CYRIL EDWARD POWER 1872-1951
Born in Bury St Edmunds, East Anglia, Power originally followed in the footsteps of his father and pursued a successful career as an architect. At the outbreak of the First World War, he was commissioned into the Royal Flying Corps, an experience that would affect him deeply for the rest of his life. It has been speculated that the horrors he saw and experienced during air raids contributed significantly to his sharp change of careers in the early 1920s; he left his wife and family and moved to London with the young artist Sybil Andrews.
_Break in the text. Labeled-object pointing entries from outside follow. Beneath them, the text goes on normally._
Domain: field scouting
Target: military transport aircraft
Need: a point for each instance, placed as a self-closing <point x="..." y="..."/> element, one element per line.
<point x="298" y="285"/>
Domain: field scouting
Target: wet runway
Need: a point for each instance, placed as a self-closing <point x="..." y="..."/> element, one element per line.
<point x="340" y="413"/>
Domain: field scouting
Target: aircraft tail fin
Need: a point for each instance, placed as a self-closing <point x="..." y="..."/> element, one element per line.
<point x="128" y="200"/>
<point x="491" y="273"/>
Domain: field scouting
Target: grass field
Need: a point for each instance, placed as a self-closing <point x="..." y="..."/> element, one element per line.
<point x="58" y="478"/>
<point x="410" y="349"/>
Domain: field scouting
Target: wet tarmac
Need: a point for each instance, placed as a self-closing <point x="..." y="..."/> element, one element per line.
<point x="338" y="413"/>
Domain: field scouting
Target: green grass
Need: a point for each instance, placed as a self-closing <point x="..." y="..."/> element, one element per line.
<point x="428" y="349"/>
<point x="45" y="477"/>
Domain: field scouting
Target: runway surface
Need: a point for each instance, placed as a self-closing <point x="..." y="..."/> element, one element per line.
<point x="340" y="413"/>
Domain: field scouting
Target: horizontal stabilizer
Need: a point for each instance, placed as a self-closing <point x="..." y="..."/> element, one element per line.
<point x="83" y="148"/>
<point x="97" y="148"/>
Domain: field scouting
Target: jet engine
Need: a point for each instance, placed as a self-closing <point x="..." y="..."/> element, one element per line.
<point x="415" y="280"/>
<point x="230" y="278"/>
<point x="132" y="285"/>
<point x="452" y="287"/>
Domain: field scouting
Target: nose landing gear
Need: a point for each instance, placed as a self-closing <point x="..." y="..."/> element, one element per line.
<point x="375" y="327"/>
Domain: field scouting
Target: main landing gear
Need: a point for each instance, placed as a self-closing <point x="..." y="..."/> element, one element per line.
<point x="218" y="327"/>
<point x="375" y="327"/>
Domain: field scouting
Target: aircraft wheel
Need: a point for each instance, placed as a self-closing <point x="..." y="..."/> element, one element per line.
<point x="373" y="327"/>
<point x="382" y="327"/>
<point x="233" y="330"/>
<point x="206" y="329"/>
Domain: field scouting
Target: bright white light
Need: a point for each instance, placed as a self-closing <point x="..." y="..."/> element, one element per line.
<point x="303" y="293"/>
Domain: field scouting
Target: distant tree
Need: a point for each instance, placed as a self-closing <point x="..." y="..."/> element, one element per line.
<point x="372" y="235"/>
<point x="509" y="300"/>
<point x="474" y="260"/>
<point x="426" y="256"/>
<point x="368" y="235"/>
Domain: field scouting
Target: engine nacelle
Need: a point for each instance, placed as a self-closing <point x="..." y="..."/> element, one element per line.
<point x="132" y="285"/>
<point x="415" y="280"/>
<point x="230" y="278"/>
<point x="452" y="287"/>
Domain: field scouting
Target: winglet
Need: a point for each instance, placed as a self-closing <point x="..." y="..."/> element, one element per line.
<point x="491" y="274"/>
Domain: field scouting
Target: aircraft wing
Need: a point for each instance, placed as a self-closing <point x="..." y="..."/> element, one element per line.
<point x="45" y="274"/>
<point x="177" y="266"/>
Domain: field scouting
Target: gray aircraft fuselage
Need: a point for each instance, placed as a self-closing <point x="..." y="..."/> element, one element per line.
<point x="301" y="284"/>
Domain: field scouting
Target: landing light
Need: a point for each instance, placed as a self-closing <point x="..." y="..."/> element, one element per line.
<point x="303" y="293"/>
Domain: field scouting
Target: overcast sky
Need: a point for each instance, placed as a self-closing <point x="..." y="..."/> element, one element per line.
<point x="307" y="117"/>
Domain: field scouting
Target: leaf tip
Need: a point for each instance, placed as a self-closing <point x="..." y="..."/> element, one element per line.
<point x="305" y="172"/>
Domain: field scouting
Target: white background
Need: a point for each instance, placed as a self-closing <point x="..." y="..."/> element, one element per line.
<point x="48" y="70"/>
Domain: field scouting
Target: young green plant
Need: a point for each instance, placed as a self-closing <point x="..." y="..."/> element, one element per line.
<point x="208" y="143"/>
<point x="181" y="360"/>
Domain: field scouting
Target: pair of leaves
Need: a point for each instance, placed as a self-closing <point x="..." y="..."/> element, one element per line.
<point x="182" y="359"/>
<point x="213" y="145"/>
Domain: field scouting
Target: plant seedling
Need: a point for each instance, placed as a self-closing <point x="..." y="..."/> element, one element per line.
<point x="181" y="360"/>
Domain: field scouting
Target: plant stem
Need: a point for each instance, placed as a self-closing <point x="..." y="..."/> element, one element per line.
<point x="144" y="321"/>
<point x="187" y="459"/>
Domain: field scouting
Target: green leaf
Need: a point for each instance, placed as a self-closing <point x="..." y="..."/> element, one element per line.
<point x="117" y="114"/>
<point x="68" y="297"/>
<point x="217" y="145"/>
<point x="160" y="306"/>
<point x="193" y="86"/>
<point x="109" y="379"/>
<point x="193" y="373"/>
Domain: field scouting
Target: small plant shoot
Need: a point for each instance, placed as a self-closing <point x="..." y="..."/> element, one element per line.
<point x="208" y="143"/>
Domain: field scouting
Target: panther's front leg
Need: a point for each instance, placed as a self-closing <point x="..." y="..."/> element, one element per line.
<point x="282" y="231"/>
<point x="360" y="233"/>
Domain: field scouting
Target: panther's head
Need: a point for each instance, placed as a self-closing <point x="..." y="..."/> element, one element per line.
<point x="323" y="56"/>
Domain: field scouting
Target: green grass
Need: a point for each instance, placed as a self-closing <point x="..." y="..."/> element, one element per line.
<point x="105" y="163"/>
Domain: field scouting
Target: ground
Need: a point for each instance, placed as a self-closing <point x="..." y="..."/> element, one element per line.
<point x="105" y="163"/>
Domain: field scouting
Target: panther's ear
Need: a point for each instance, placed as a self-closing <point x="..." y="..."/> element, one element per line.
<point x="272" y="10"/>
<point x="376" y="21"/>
The pair would remain in a close working partnership until the late 1930s, exploring revolutionary art practices and enrolling in the Grosvenor School, where Power became both a student and a teacher. He exhibited in the First Exhibition of British Lino-Cuts in 1929 at the Redfern Gallery and continued to exhibit regularly in London and abroad.
Perhaps the best known of the Grosvenor School artists, Power worked prolifically up until the outbreak of the Second World War, sharing a studio with Andrews until 1938. He worked as a surveyor for the Heavy Rescue Squad at Wandsworth Town Hall during the war, while also lecturing on painting and linocuting in New Malden and Kingston. Although he painted and did some etching, it is his linocuts which truly display his masterful handling of curves, colour, form and line as he captures the pace and rhythm of modern life .
His work is held in collections worldwide, including the British Museum, National Gallery of Australia, and the Museum of Modern Art, New York.